André Lowe, Senior Staff Reporter
Overshadowed by some of his more celebrated countrymen, Nesta Carter, Jamaica's sometimes forgotten man of sprinting, is not bothered by the little attention he receives, focusing instead on his ambitions to become the best.
Carter, who boasts a 100m personal best of 9.78, has taken notice of the little recognition he gets. After all, that time which was achieved in Rieti, Italy in 2010, makes him the fourth-fastest man in the history of sprinting.
Problem is, two of three men who have gone faster than himself are Jamaicans; triple Olympic champion and world record holder Usain Bolt (9.58) and former world record holder and the man with the most sub-10 seconds Asafa Powell (9.72). American Tyson Gay (9.69) holds the third-fastest time.

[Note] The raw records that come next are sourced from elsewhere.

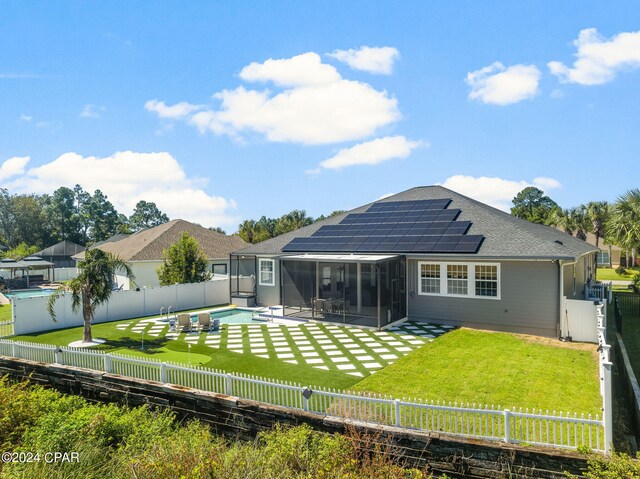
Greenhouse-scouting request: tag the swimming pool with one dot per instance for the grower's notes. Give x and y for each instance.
(232, 316)
(28, 293)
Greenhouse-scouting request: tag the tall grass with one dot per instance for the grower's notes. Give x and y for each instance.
(139, 443)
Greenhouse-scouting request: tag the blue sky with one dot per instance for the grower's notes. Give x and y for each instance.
(222, 111)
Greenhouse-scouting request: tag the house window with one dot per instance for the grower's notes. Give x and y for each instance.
(429, 278)
(603, 258)
(486, 280)
(219, 269)
(457, 279)
(267, 272)
(467, 280)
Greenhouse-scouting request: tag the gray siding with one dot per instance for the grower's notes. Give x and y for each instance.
(528, 301)
(268, 295)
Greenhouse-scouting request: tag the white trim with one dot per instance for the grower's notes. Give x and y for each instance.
(471, 279)
(273, 272)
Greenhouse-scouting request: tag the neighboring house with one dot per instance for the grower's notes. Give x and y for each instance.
(143, 250)
(61, 254)
(426, 254)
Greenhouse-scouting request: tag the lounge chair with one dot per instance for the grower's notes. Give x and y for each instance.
(204, 321)
(184, 322)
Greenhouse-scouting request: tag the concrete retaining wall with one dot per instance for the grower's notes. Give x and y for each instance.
(457, 457)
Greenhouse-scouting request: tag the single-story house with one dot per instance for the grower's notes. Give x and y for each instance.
(61, 254)
(143, 250)
(426, 254)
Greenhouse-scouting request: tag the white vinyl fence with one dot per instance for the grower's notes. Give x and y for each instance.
(30, 314)
(557, 429)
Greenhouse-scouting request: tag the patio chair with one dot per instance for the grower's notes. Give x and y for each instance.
(204, 321)
(184, 322)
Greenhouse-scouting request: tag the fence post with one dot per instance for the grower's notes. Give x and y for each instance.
(228, 382)
(507, 426)
(163, 373)
(607, 407)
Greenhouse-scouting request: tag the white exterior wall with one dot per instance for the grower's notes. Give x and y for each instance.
(146, 274)
(30, 314)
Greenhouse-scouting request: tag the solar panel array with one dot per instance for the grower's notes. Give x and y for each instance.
(420, 226)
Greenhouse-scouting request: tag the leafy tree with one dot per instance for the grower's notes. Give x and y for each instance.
(255, 231)
(184, 262)
(333, 213)
(292, 221)
(146, 215)
(92, 287)
(62, 211)
(533, 205)
(623, 225)
(597, 212)
(20, 251)
(102, 217)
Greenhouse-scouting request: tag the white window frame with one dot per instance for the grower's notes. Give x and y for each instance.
(601, 254)
(471, 279)
(262, 261)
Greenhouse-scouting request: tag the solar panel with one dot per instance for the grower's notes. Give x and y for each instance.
(416, 226)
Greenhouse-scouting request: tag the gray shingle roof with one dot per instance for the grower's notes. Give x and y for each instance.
(505, 236)
(147, 245)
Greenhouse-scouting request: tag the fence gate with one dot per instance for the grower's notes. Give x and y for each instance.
(6, 329)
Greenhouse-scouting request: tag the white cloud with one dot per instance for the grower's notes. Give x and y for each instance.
(599, 59)
(498, 85)
(174, 112)
(91, 111)
(372, 152)
(301, 70)
(13, 167)
(128, 177)
(370, 59)
(496, 192)
(316, 106)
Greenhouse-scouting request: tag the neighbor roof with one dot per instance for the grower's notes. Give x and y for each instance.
(147, 245)
(63, 248)
(505, 236)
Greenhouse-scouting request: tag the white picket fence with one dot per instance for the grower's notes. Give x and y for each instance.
(6, 329)
(557, 429)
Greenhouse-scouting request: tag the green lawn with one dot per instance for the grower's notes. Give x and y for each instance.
(609, 274)
(630, 309)
(5, 312)
(461, 365)
(495, 368)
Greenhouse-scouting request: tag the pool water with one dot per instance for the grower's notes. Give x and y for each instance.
(232, 316)
(28, 293)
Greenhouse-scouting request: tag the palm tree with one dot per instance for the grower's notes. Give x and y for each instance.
(598, 213)
(92, 287)
(624, 222)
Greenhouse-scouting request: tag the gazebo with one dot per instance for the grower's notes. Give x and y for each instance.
(27, 265)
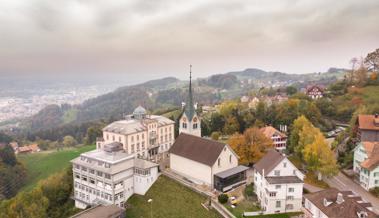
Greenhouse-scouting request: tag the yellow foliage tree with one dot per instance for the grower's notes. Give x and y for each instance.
(250, 146)
(319, 157)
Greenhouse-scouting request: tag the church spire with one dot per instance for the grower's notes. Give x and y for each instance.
(190, 108)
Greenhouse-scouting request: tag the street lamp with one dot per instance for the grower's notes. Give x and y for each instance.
(151, 207)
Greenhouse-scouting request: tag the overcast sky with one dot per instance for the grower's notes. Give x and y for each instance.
(151, 39)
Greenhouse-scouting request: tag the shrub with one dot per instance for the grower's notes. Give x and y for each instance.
(223, 198)
(375, 191)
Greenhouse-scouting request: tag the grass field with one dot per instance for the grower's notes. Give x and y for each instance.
(170, 199)
(41, 165)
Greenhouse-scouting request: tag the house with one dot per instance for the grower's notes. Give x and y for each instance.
(368, 127)
(315, 91)
(278, 184)
(208, 162)
(332, 203)
(110, 175)
(147, 136)
(253, 103)
(279, 139)
(101, 211)
(189, 121)
(366, 164)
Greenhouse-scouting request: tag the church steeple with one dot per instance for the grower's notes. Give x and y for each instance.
(190, 123)
(189, 107)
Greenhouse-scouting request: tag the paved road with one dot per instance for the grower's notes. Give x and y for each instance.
(344, 183)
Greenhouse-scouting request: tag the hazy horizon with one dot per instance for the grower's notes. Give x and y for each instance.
(139, 41)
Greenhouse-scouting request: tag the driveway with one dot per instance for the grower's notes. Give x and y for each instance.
(343, 183)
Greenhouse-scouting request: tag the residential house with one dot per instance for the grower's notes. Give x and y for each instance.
(208, 162)
(315, 91)
(368, 127)
(278, 184)
(366, 164)
(110, 175)
(279, 139)
(147, 136)
(332, 203)
(101, 211)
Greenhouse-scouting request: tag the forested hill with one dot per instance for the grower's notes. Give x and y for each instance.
(165, 93)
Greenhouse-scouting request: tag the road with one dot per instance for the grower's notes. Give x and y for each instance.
(344, 183)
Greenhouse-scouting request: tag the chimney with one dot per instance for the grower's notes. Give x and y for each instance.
(339, 198)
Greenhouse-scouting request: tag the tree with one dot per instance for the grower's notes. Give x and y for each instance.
(250, 146)
(290, 90)
(372, 60)
(296, 128)
(319, 157)
(69, 141)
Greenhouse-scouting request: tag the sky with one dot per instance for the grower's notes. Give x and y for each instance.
(141, 40)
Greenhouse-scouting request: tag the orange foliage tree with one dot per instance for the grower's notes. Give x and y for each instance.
(250, 146)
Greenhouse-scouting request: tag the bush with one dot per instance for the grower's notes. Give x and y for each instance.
(223, 198)
(249, 190)
(375, 191)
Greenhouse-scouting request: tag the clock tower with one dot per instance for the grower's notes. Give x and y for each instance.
(190, 122)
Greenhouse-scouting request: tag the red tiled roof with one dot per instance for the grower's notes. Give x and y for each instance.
(368, 122)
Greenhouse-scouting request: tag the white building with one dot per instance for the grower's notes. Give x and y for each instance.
(147, 136)
(366, 164)
(110, 175)
(208, 162)
(278, 184)
(278, 138)
(190, 122)
(332, 203)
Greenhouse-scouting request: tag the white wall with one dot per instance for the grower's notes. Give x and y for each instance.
(199, 173)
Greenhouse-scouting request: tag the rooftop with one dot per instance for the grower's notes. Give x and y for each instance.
(198, 149)
(349, 207)
(269, 161)
(372, 151)
(101, 211)
(129, 126)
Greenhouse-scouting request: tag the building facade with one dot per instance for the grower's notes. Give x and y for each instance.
(146, 136)
(109, 175)
(190, 122)
(278, 138)
(315, 92)
(208, 162)
(332, 203)
(366, 164)
(278, 184)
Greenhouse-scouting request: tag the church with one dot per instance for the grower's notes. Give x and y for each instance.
(202, 160)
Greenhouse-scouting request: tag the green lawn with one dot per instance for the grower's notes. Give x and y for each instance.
(241, 207)
(170, 199)
(41, 165)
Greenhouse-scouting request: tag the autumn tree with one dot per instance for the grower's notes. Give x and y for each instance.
(250, 146)
(372, 60)
(319, 157)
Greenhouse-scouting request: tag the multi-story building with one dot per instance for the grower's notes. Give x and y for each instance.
(147, 136)
(278, 138)
(315, 92)
(278, 184)
(110, 175)
(332, 203)
(366, 164)
(190, 122)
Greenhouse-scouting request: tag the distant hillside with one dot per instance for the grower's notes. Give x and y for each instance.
(167, 93)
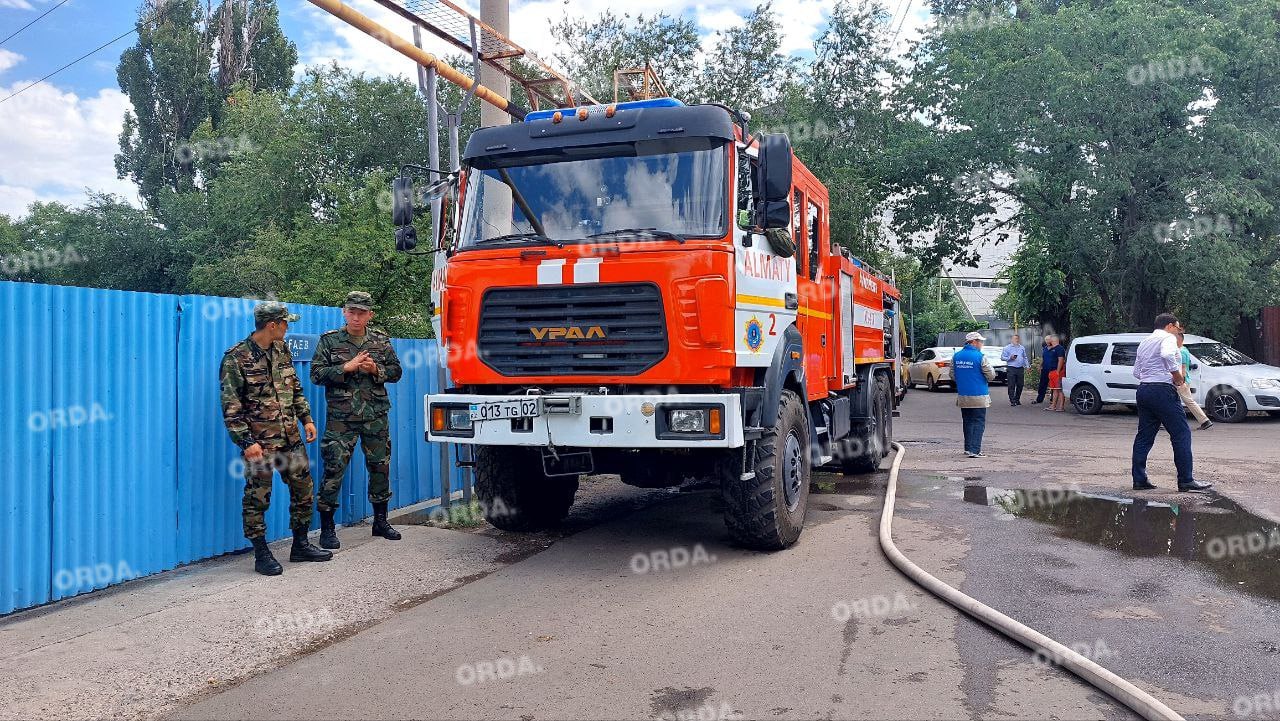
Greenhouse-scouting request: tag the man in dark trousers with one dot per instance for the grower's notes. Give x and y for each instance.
(1159, 369)
(1052, 357)
(263, 405)
(355, 364)
(1015, 363)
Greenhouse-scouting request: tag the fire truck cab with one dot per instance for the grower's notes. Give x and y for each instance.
(647, 290)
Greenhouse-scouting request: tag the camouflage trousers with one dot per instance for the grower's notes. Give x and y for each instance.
(295, 471)
(336, 450)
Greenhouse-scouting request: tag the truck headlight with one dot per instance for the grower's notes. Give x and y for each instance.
(451, 419)
(460, 419)
(688, 420)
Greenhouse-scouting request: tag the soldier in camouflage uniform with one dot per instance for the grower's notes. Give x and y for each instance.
(355, 364)
(263, 405)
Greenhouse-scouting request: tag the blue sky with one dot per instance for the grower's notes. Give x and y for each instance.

"I do understand what running 9.78 means, but here in Jamaica, two of those persons in front of me in terms of fastest times are from my own country and as a result I don't really get the recognition that I should get being the fourth-fastest man in the world," Carter told The Gleaner during a recent interview.
"I am overshadowed, but I just have to continue to do my best, put in the work and try and do better, move up to number one; you have to just take it a step at a time," he added.
Carter, who has consistently run below 9.91 since 2009, underlines, however, that he is more determined than ever to keep working hard and believes he has what it takes to run significantly faster this season.
"It encourages me knowing that I ran 9.78 and I know that I have more in the tank," said Carter, who earlier this year won a silver medal at the IAAF World Indoor Championships in Istanbul, Turkey - his first international individual medal. "It's just for me to keep working on myself and trying to keep improving and get some more out of me.
"I think that I can go beyond 9.78, I just have to stay injury free and once that happens then everything is possible, anything is possible," Carter added, before pointing out that he has been focusing on improving his starts, which many consider to be his main drawback.
"I have been working on a few things, especially my start, which is the weak part of my race. I am just trying to get those parts stronger in my race. If I improve in this area I know that I will go faster," he reasoned.
Carter, who ran his first 200m this season at the recent University of Technology Track and Field Classics, recorded a time of 20.48 in wet and windy conditions.
The MVP Track Club man will again be in action at this weekend's JN Jamaica Invitational inside the National Stadium, where he will compete in the 100m with countrymen Bolt and Michael Frater, as well as Trinidad and Tobago's Richard Thompson and United States' Darvis Patton.